Welp, it could have happened for Auburn.

“I told you we were coming,” Sanders said on the sidelines after the game. “Y’all thought I was joking but we are coming. … And we’re keeping receipts.”

College football is undefeated. It really is. I don’t care what anyone says about the changes recalibrating this wacky sport. It can’t help itself but get more entertaining with every evolving shift and shudder.

What did we just watch? What does it mean for the sport? And, most importantly, who’s going to win the sweepstakes at the end of this season and hire Sanders away from Colorado? Alabama plays Texas next week. The game with the most buzz nationally is suddenly Colorado vs. Nebraska because of a guy who calls himself Coach Prime and wears rockstar sunglasses during games.

Auburn could have hired Coach Prime and instead passed on Freeze?

There’s a lot to like about Freeze, so don’t take that the wrong way. The whole “Freeze Warning” thing is really clever. Freeze gives teams around the SEC a lot to consider. It’s just, after what we saw in Week 1, Sanders is giving anyone who pays even the slightest amount of attention to college football everything to consider.

Sanders holds the cheat codes to college football. He completely flipped his entire roster, bringing in over 50 transfers, and it flipping worked. A baker’s dozen of 13 players from SEC schools entered the transfer portal and chose to leave the best conference in the country and play for Sanders. People called them misguided and foolish. They all look like geniuses today.

Colorado was a complete afterthought of a football program for years and years. Then, when they hired Sanders, everyone laughed and ridiculed the Buffaloes. Look who’s laughing now. No one had a day like Colorado on Saturday because — and it’s going to sound obnoxiously easy when I put it this way — no one had the guts to hire an immensely talented coach who had the ability to recruit five-star prospects to Jackson State and is a national celebrity as well as being one of the single greatest football players in the history of the game.

Hmm, wonder why?

People are still going to try and doubt Sanders. You know it’s coming. I know it’s coming. Let me tell you who is not doubting Sanders right now. The TV networks, which lord over this sport whether we like it or not. Is there any doubt how this story ends? Calling it now. Sanders is going to be coaching in the SEC soon and the league will not know how to handle it.

There’s no one like Colorado’s new coach anywhere in this stuffy, huffy sport of college football, and I’m really wondering how fast, for example, Auburn could have won a national championship with Coach Prime and Aubie holding Swag-A-Thons every Saturday in Jordan-Hare Stadium.

There wouldn’t be a team in the SEC who could compete with that amount of cachet and cool.

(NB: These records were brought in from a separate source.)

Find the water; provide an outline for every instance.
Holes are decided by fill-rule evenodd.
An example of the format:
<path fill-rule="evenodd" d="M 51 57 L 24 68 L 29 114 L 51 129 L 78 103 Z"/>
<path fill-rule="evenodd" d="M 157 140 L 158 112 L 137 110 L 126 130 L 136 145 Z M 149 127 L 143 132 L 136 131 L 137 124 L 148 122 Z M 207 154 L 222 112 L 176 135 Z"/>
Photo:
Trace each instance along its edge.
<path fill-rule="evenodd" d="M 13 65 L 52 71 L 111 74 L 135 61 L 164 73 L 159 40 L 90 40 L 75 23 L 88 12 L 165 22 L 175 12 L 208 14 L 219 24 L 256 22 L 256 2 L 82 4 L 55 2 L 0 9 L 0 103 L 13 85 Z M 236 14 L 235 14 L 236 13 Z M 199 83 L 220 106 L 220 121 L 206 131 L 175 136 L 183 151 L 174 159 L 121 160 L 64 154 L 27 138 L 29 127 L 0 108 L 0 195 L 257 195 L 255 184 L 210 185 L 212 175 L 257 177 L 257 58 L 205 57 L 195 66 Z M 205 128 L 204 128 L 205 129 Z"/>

Look, I realize there is a portion of Auburn’s fanbase who is not going to appreciate these ideas, but I can also say with confidence that there are legions of Auburn fans who would have wanted Sanders living in The Plains over any other candidate available in the last coaching cycle. I’m not picking on Auburn either. Every school in America is going to be asking themselves these exact same questions, or at least they should.

Coach Prime is changing the game and if people don’t see that then they’re being blinded by forces that are only going to prevent them from being the next national brand, too.

Think about this scenario and what it would do to the SEC. Imagine Sanders at the University of Florida.

If Florida’s Board of Trustees had any sense, it would fire athletics director Scott Stricklin and Gators football coach Billy Napier as soon as possible and start recruiting Sanders to Gainesville. The amount of juice the Gators would have with Sanders on the sidelines would flood the entire state of Florida. FSU would self-destruct. Miami would lose every last recruit. Bobby Bowden would shout dadgum from high up in heaven and Tim Tebow would get a Coach Prime tattoo.

Maybe this whole thing is an overreaction, but I doubt it, and what everyone really needs to worry about is this. What if in this new world of college football, Coach Prime becomes the succession plan at Alabama.